以前は、訪問診療専門のクリニックを開設するにしても、基本的には外来患者を受け入れる体制が整備されている必要がありました。しかし、団塊の世代が後期高齢者となる2025年を目前に控え、2016年に訪問診療専門クリニックの開設が正式に認められることとなりました。

必要な要件さえ満たせば、マンションの1室などで開業でき、外来患者を診ることなく、在宅医療に専念できる環境が整いました。

在宅医療における経営のポイントは2つ

在宅医療における経営のポイントは、「患者紹介ルートの確保」と「業務効率化」の2つです。

患者紹介ルートの確保と関係づくり

1つ目のポイントは、患者紹介ルートの確保と関係性づくりです。

外来を専門とするクリニックと違い、在宅医療の場合、患者が自ら来院することはあまりありません。患者や家族よりも多職種からの紹介というケースが圧倒的に多くなります。クリニックを認知してもらうという点では通常のクリニックと違いはありませんが、在宅医療においては、顔の見える関係、いわゆる人間関係が非常に重要となります。

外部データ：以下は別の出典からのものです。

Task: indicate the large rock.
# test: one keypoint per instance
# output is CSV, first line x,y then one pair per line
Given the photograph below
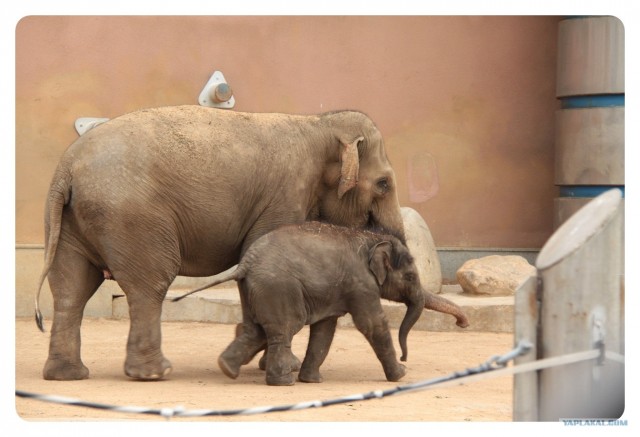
x,y
423,249
494,275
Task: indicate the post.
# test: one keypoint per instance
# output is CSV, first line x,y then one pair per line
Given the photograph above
x,y
582,303
525,385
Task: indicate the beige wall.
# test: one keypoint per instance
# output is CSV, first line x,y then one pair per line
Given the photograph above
x,y
466,104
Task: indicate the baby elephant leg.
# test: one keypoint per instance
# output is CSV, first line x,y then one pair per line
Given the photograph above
x,y
373,324
244,347
320,338
279,369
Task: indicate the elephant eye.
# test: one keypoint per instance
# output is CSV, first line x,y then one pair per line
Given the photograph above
x,y
383,185
409,277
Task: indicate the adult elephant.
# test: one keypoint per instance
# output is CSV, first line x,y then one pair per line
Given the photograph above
x,y
185,190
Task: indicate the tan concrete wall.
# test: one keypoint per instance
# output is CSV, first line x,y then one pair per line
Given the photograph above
x,y
466,104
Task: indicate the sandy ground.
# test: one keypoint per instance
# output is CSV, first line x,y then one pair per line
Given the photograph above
x,y
197,383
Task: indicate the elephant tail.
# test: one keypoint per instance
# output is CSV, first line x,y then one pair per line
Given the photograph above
x,y
234,274
59,195
440,304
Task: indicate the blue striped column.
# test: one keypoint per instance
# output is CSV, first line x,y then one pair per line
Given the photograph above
x,y
589,141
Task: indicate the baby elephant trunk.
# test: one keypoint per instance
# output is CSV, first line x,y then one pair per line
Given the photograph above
x,y
442,305
415,304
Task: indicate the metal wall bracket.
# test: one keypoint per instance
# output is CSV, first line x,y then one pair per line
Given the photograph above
x,y
217,93
83,124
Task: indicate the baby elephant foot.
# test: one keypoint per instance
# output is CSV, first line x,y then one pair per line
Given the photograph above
x,y
149,371
294,362
286,379
309,376
395,373
229,367
59,370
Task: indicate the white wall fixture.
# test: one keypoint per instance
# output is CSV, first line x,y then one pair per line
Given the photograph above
x,y
217,93
83,124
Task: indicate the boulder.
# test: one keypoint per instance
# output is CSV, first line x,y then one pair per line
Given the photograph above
x,y
423,250
494,275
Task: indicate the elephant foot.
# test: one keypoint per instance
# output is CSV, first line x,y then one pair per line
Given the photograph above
x,y
148,371
312,376
228,367
58,370
280,379
294,362
395,373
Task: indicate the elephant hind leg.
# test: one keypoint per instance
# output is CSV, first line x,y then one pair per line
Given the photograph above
x,y
249,341
145,360
73,280
320,338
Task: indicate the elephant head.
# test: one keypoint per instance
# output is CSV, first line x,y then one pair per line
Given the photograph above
x,y
399,281
396,274
359,186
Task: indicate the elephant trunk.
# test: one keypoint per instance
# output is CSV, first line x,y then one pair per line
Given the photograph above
x,y
415,304
440,304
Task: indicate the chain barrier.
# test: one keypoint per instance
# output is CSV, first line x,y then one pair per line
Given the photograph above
x,y
493,367
492,364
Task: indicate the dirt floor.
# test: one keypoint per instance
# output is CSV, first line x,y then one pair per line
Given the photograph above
x,y
197,383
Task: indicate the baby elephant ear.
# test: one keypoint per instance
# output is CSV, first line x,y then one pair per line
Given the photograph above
x,y
379,261
350,166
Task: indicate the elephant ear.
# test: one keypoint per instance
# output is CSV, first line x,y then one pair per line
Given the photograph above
x,y
380,261
350,166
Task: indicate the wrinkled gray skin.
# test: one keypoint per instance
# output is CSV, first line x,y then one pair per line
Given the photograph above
x,y
311,274
185,190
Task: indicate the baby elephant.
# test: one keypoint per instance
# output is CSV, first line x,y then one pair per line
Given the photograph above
x,y
312,274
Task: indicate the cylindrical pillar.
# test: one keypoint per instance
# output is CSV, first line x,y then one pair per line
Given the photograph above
x,y
590,126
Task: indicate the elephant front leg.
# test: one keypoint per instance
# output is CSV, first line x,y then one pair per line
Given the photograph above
x,y
145,360
320,338
374,326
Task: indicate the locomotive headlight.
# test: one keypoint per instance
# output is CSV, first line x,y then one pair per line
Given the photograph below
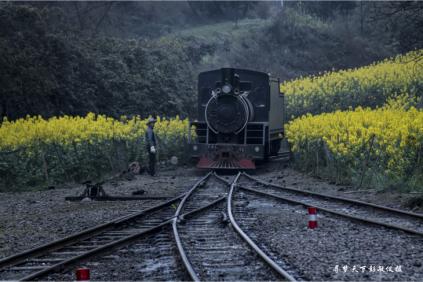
x,y
226,88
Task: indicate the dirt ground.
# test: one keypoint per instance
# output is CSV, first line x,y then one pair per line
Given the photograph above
x,y
29,219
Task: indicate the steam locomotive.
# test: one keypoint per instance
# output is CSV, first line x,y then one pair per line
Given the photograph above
x,y
240,119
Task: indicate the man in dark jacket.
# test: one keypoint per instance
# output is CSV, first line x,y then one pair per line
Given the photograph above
x,y
150,141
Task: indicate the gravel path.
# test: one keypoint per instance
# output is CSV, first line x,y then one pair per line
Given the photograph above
x,y
32,218
322,253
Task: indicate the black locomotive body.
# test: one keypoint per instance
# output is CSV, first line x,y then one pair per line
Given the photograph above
x,y
240,119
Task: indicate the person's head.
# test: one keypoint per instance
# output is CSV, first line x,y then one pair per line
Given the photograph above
x,y
151,121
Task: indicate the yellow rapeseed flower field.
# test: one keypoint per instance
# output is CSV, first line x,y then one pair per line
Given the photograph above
x,y
368,86
389,140
34,150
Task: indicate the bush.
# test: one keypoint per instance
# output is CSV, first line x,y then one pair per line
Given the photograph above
x,y
380,147
369,86
36,151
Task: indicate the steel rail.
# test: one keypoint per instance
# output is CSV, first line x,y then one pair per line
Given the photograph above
x,y
347,200
250,242
112,245
361,219
187,264
85,234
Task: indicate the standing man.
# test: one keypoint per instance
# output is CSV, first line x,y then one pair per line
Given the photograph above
x,y
150,141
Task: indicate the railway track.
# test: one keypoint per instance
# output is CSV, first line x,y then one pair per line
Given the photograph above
x,y
61,254
209,248
203,234
356,210
206,247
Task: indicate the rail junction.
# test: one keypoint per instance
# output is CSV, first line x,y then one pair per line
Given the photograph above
x,y
211,231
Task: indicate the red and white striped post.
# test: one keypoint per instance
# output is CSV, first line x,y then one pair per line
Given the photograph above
x,y
312,221
83,274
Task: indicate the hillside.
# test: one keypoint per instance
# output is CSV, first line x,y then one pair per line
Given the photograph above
x,y
63,72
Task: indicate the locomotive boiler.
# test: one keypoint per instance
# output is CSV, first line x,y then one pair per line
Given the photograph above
x,y
240,119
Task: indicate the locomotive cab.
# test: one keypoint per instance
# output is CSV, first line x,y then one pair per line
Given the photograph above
x,y
240,119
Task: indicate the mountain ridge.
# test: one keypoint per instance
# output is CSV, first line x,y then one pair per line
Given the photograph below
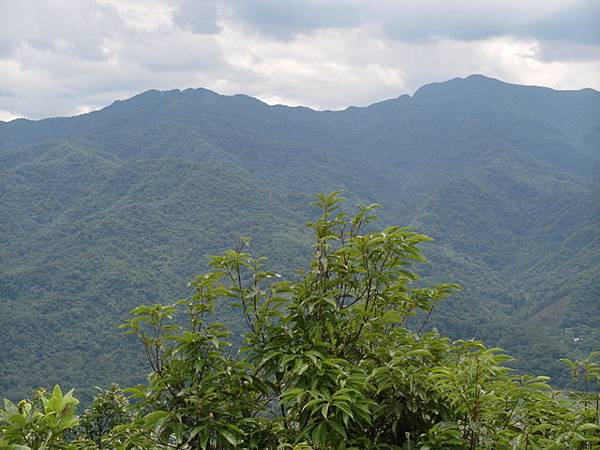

人間関係づくりに近道はありません。介護支援事業所や訪問介護ステーション、病院などへの案内資料の配布、地域での勉強会の開催など、地道なPR活動によってクリニックを知ってもらう努力が必要です。

開業まもないクリニックへの患者紹介は、信頼関係が薄いため、他のクリニックで受け入れてもらえない医療依存度の高い患者を紹介されることが多くなります。対応が難しい患者についても、前向きに検討、対応をすることで早い段階での信頼関係構築につながるかもしれません。

業務オペレーションの効率化

2つ目のポイントは、業務オペレーションの効率化です。

在宅医療では、通常のクリニック以上に煩雑な事務手続きをこなす必要があります。診療行為以外の事務作業として、訪問診療に対する契約書の締結、治療費の請求などの金銭管理、薬局への薬の手配など多義に渡ります。

特に限られた時間で、患者宅を訪問するためには効率的で計画的なスケジュールの作成が重要となります。このように、在宅専門クリニックの経営を行う場合、通常のクリニックとは異なるオペレーションが求められます。そのため、適切なアドバイスを行える業者も少ないというのが現状です。

在宅医療はクリニック経営における重要なファクター

在宅医療は過疎地などにおける、特別な医療というイメージがありましたが、医療を必要とする高齢者増加の背景もあり、地域医療の担い手として身近な存在へと変わりつつあります。

厚生労働省も増加する看取り患者の受け入れ先として、在宅医療を行う医療機関に大きな期待を抱いています。その証拠に、近年の診療報酬改定でも在宅医療の実施を報酬面で高く評価しています。2016年の改定では、重症度や訪問頻度によって報酬が変動する仕組が導入されるなど、在宅医療に真面目に取り組む医療機関をより評価する報酬体系へと変わりました。

24時間365日体制は必ずしも必要ではありませんが、体制を整えることで診療報酬が加算され、往診や看取りの実績を有する医療機関についてはさらに報酬が加算される仕組が取られています。

医師1人あたりの患者数は減少傾向にあり、今後の報酬改定によっては、経営が立ち行かなくなる可能性も考えられます。事業を継続するためには、外来患者以外の収益源を確保する必要があるかもしれません。

すでに開業をしている先生方にとっても、在宅医療に無関心でいることはできず、今後の需要をより注視していく姿勢が求められます。